Elon Musk's X Corp sued California on Friday over a state law establishing new transparency rules for social media companies, requiring them to publish their policies for policing disinformation, harassment, hate speech and extremism.
X, the social media platform once known as Twitter, said the law known as Assembly Bill 587 violates its free speech rights under the US Constitution's First Amendment and California's state constitution.
In a complaint filed in federal court in Sacramento, California, X said the law's "true intent" was to pressure social media companies into eliminating content the state found objectionable.
By doing so, California is forcing companies to adopt the state's views on politically charged issues, "a form of compelled speech in and of itself," X said.

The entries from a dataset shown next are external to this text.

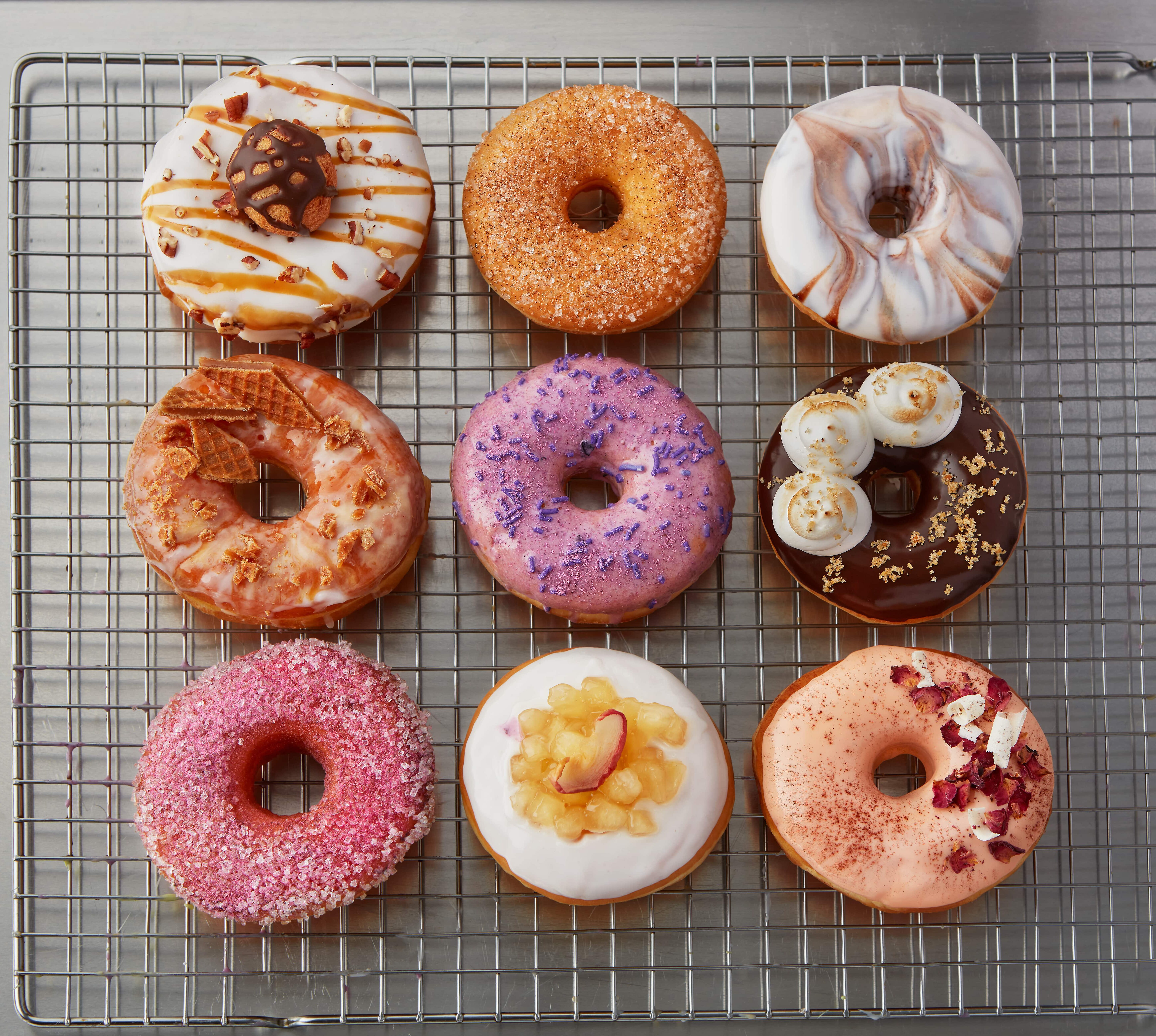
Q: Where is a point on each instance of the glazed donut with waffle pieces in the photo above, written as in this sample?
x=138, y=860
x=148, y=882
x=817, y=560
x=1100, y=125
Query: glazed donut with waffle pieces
x=287, y=204
x=358, y=535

After buying Twitter for $44 billion last October, Musk, a self-described free speech absolutist, laid off many employees responsible for monitoring and regulating content, and restored some accounts that prior management had banned.
The Anti-Defamation League and the Center for Countering Digital Hate have documented increases in the volume of hate speech on X targeting Jews, Black people, gay men and trans people since Musk took over.

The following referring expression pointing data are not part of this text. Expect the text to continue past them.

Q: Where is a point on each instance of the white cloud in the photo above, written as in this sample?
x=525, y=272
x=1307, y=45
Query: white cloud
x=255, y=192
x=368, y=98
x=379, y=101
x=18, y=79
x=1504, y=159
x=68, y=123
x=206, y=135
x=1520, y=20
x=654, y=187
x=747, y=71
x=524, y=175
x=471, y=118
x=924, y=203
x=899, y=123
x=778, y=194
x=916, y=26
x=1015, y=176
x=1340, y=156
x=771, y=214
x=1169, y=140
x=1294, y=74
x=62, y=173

Musk, the world's richest person, also runs the electric car company Tesla and space exploration company SpaceX.
The office of California Attorney General Rob Bonta, which enforces state laws, said it will respond to the complaint in court.
AB 587 requires social media companies with at least $100 million of gross annual revenue to issue semiannual reports that describe their content moderation practices, and provide data on the numbers of objectionable posts and how they were addressed.
The law also requires companies to provide copies of their terms of service. Failure to comply risks civil fines of up to $15,000 per violation per day.
Gavin Newsom, California's Democratic governor, signed the law last September, saying the state would not let social media be "weaponized" to spread hate and disinformation.
Musk laid off thousands of employees after buying Twitter, and on Monday blamed critics, including the ADL for a 60% decline in US advertising revenue.
In a recent interview, A.J. Brown, who resigned in June as X's head of brand safety and ad quality, said policy changes adopted by Musk that limited the visibility of objectionable posts on X rather than removing them made it difficult to convince advertisers the platform was safe.
The case is X Corp v Bonta, US District Court, Eastern District of California, No. 23-at-00903.